Origins 8(1):5-6 (1981).

EDITORIAL


    It is to be expected that where there is a diversity of opinion between groups, a misunderstanding of the other's position will inevitably result. Because of limits in resources and time it is natural to concentrate one's efforts in areas which one believes to be correct and gain only glimpses of what the other side believes to be true. The discourses between proponents of creationistic and evolutionary thought provide a good example. With their minority position and a certain defensiveness, a case could be made, however, for a claim that creationists better understand the basis from which evolutionary thought arises, than the converse. If one uses information taken from recent publications, as well as from letters to editors in journals such as Nature and Science, one is impressed at how poorly the creationist stance is understood by those of an evolutionary mind.
    The presumption that the presence of God in a scientific discipline somehow makes science unpredictable, unusable and not even much fun is a recurring and very troubling theme. If the basis of science rests on reproducibility, experimentation and model testing, the entrance and action of God into this scheme is considered to mess things up because one does not then know whether the results one sees are from natural events or the finger of God.
    Man is a creature who looks for cause and effect and is driven to place the Universe in some intellectual order. With this order comes assurance that life can be lived with only a limited number of surprises. An existence where nothing is the same from moment to moment would be most troubling. Some psychiatrists suspect that certain emotional disturbances are rooted in one's inability to see form and pattern in one's surroundings, thus leading one so affected to withdraw into some inner space, or to become wildly erratic. Thus the evolutionists' charge that the entrance of God into the natural world destroys the rational mind's ability to cope is indeed important and needs to be considered seriously.
    Let us therefore see if the charge has any validity. If one examines the number of supernatural events attributed to God or His human associates, one quickly realizes how very infrequently God has indeed put His finger unpredictably into the world about us. Using a time span of thousands of years from creation to the present, the number of observed events considered by more than a few individuals to be miraculous departures from generally observed laws of nature would probably not average more than one or two per century. This is a number far less than the numerous unique events thought by scientists to have occurred for which no solid explanation exists but which are inferred from fragmentary data.
    Even with those infrequent events of Divine origin there is a significant difference.

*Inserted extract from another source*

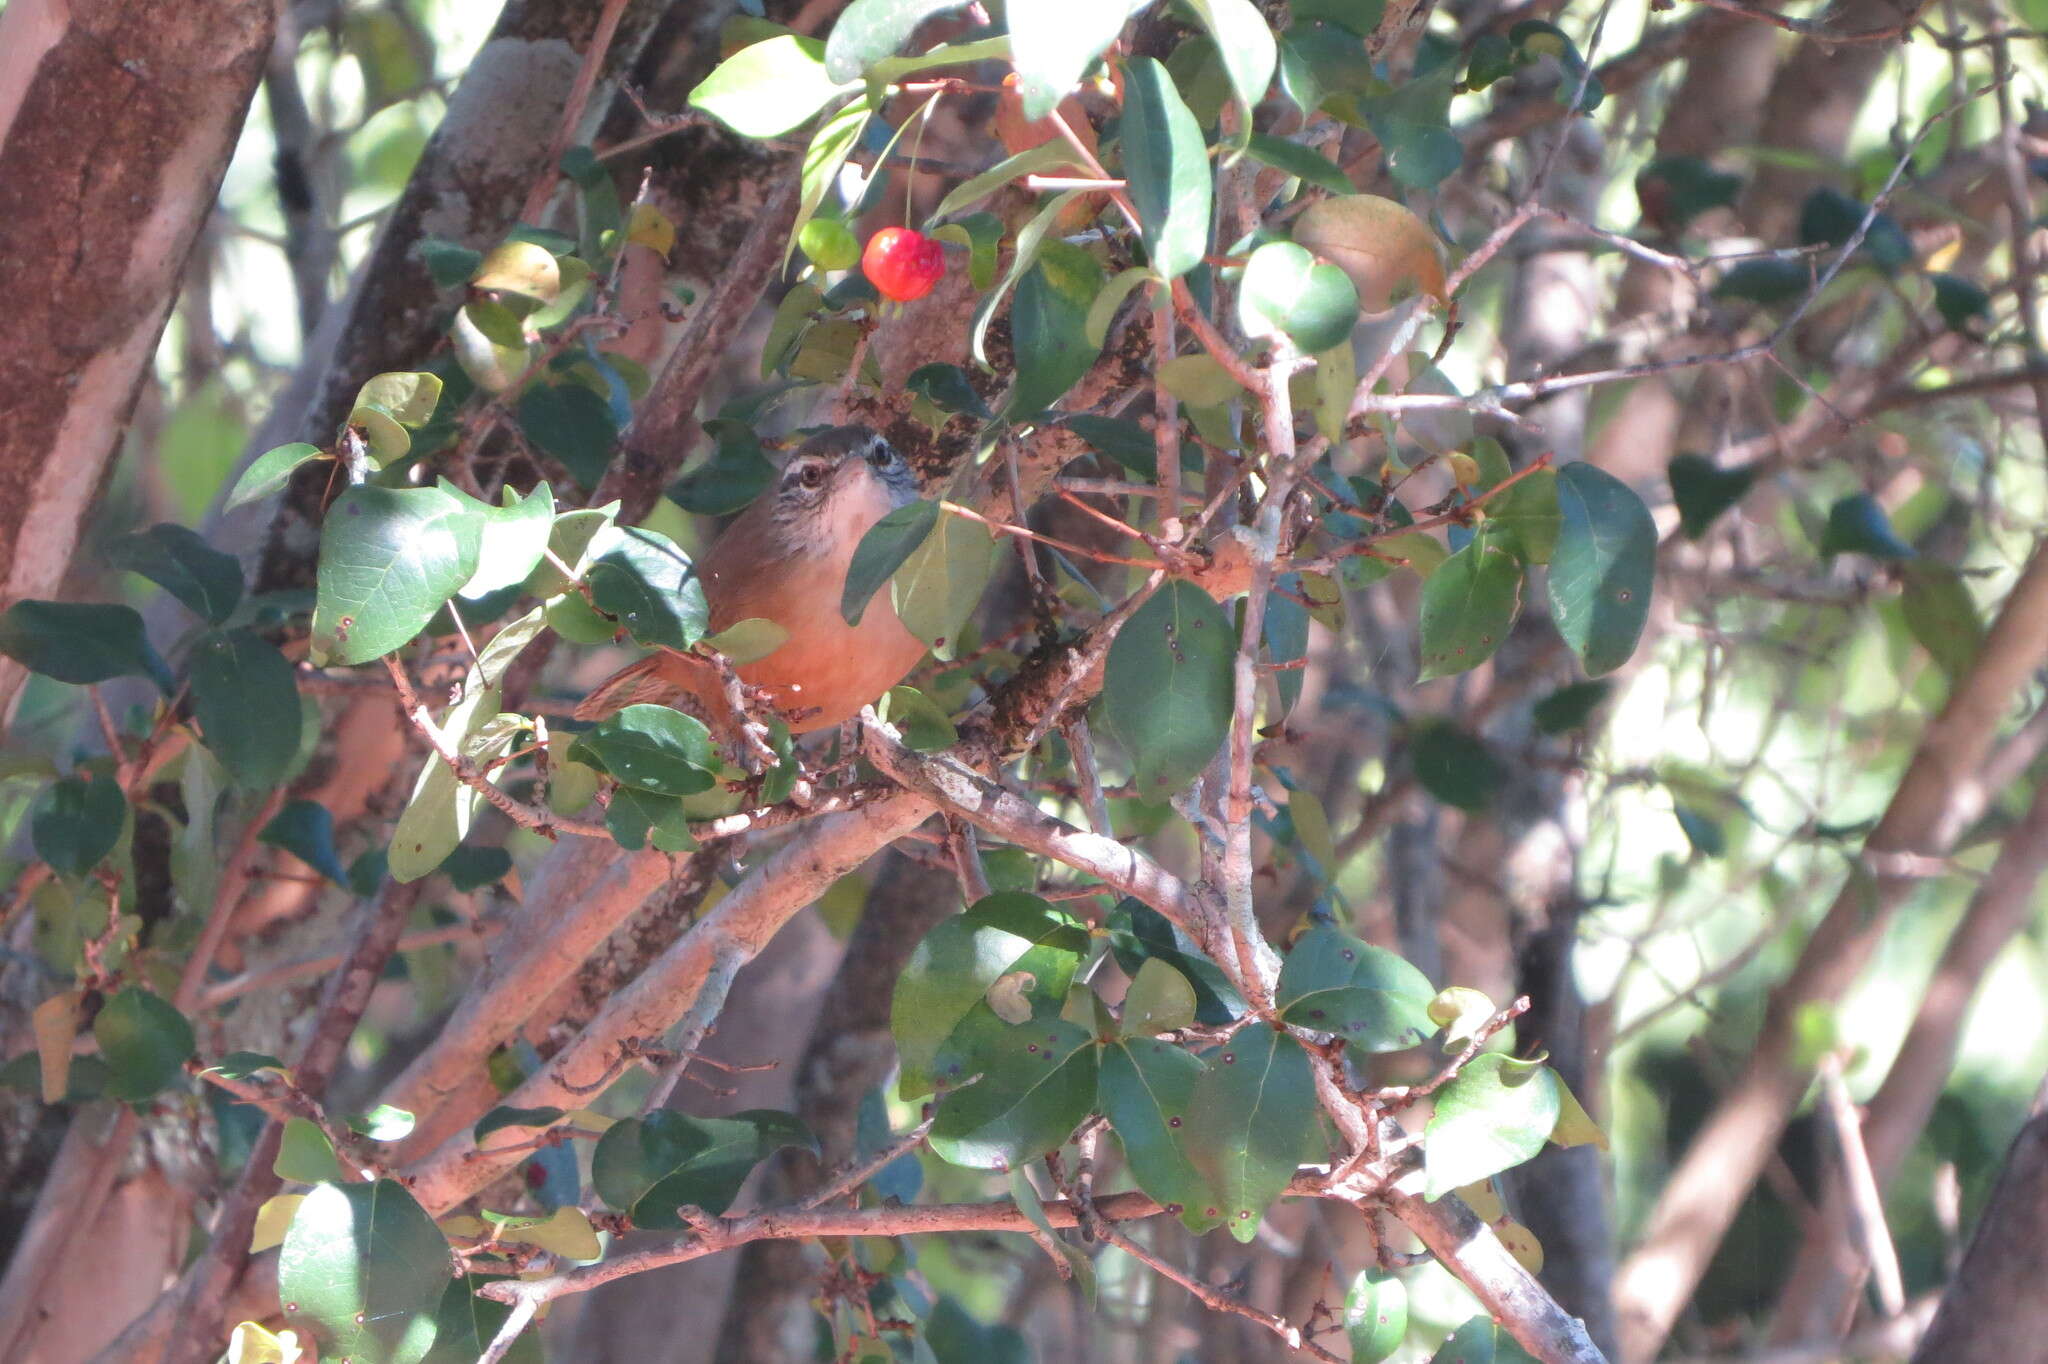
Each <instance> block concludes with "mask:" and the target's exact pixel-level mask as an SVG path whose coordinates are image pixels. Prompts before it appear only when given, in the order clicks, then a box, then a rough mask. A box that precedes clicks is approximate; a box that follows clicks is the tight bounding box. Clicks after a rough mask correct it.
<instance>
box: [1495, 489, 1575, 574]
mask: <svg viewBox="0 0 2048 1364" xmlns="http://www.w3.org/2000/svg"><path fill="white" fill-rule="evenodd" d="M1487 524H1489V526H1491V528H1493V535H1495V537H1499V539H1497V543H1499V547H1501V549H1505V551H1507V553H1511V555H1516V557H1518V559H1522V561H1524V563H1548V561H1550V555H1552V553H1556V535H1559V530H1561V528H1563V526H1565V514H1563V510H1561V508H1559V504H1556V471H1552V469H1536V471H1534V473H1528V475H1524V477H1522V479H1518V481H1516V483H1513V485H1511V487H1509V489H1507V492H1503V494H1499V496H1497V498H1493V500H1489V502H1487Z"/></svg>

With the exception of the creation account, the majority, if not all, of God's entrances into the human sphere have been preceded by a statement of what was going to take place. It is almost as if God realizes the importance for humankind to recognize order in his surroundings, and thus protects him from falling into a confused state by saying that He will enter the human domain and will do the following acts. Rather than providing surprises, God notifies humankind of an event so that the process can be watched and understood.
    This last consideration brings me to a final thought. Only sometimes stated but often implied is the idea that science in the presence of God is just not much fun. Part of this feeling may arise from the fact that science, in its race into the unknown, rewards the first one there with such honors as fame, position, and research grants. The Ph.D. system of education demands that the student discover something new. If it is learned that the research had been done already by another, the subsequent work is not considered sufficient to fulfill the requirements. Thus to say that what I am learning is already known by God (even though He may keep it a secret) can put a damper on the excitement of discovering the new. But this attitude should be viewed as an emotional and maturation problem rather than a scientific one.
    I should like to propose that rather than taking away from the pleasure of doing science, a knowledge of the actions of God could increase its pleasure. Subtle hints of forces and conditions in areas about which our knowledge is very limited are given when God is described as entering our world. Why could not these be used as a basis for thought and experiment?
    If science is the pursuit of knowledge, would it not be wise to use all sources of information available as a starting point? Would not the rate at which new knowledge is acquired increase, rather than decrease, as is often thought? It seems to me that instead of inhibiting the cause of science, the entry of God into the human realm could be a way to make more new and exciting discoveries of the world around us. One could only wish He did it more often.